Fast sieht es so aus, als wollten die Maler die existenziellen Ängste von Gewalt, Zerstörung, Tod mit ihrem Pinsel beherrschen. Sie greifen auf Mythen und Märchen zurück, in denen das Unterbewusstsein der Menschheit gespeichert ist. Heftig wehren sich diese Fantasien gegen die mathematisch zerlegte digitale Welt. Stattdessen trudelt die Malerei durch die irrationalen Regionen des Traums, des Rausches, der Vision. Dieses Bekenntnis zur Unvernunft mutet fast heldenhaft an.

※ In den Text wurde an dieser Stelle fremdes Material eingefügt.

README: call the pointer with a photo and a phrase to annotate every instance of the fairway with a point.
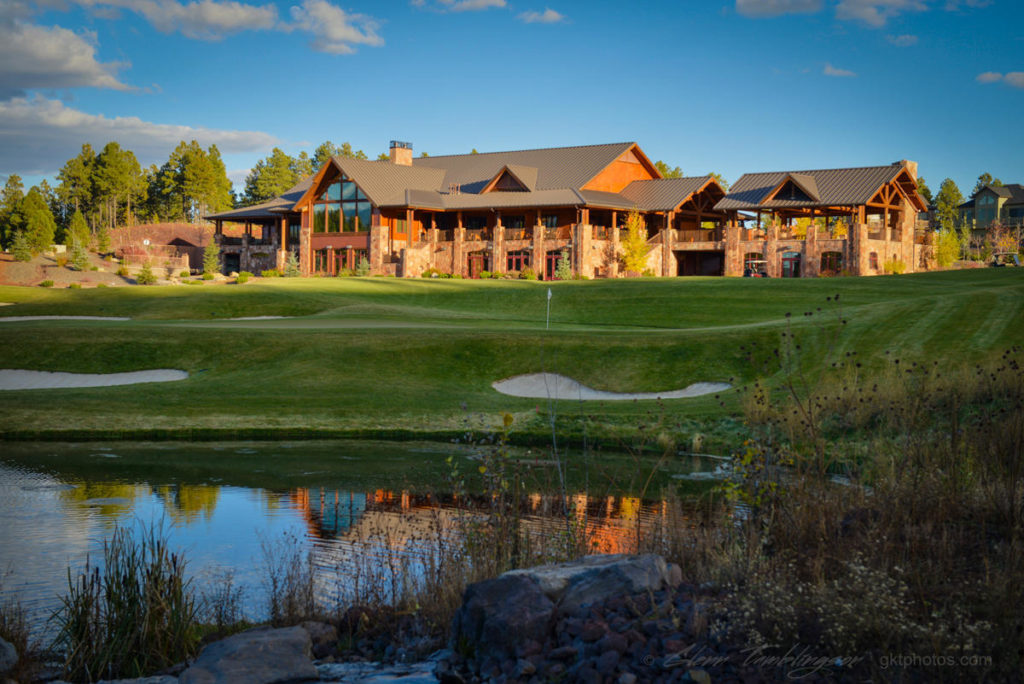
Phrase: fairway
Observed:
(417, 357)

Natürlich eröffnen sich mit Tilo Baumgärtel auch die romantischen Rückzugsräume der Neuen Leipziger Schule. Deutlicher aber siedelt Justine Otto, 1974 in Polen geboren, ihre rebellischen Szenen in der Grauzone zwischen individueller Wahrnehmung und gesellschaftlicher Propaganda an. Da entsteht die Halluzination aus der Unmöglichkeit, zwischen Wahrheit und Lüge zu unterscheiden.

Nicht immer gelingt der heikle Balanceakt, kaum greifbare Fantasien in figurativer Malerei zu inszenieren. Mit ihrer Lust an Grusel und Grobheit verabreicht die Ausstellung mitunter eine Überdosis.

Faszinierend werden die ephemeren Zwischenwelten, wenn sie ihre ganze Ambivalenz entfalten. Am genauesten trifft Ruprecht von Kaufmann das körperliche Gefühl des Traums, Glück und Gefahr gleichzeitig erleben zu können. Weiße Sonne erhellt die Landschaft. Durch den Nebel segelt eine Gestalt fest an ihren Schirm geklammert. Der Betrachter fragt sich: Fliegt sie oder fällt sie?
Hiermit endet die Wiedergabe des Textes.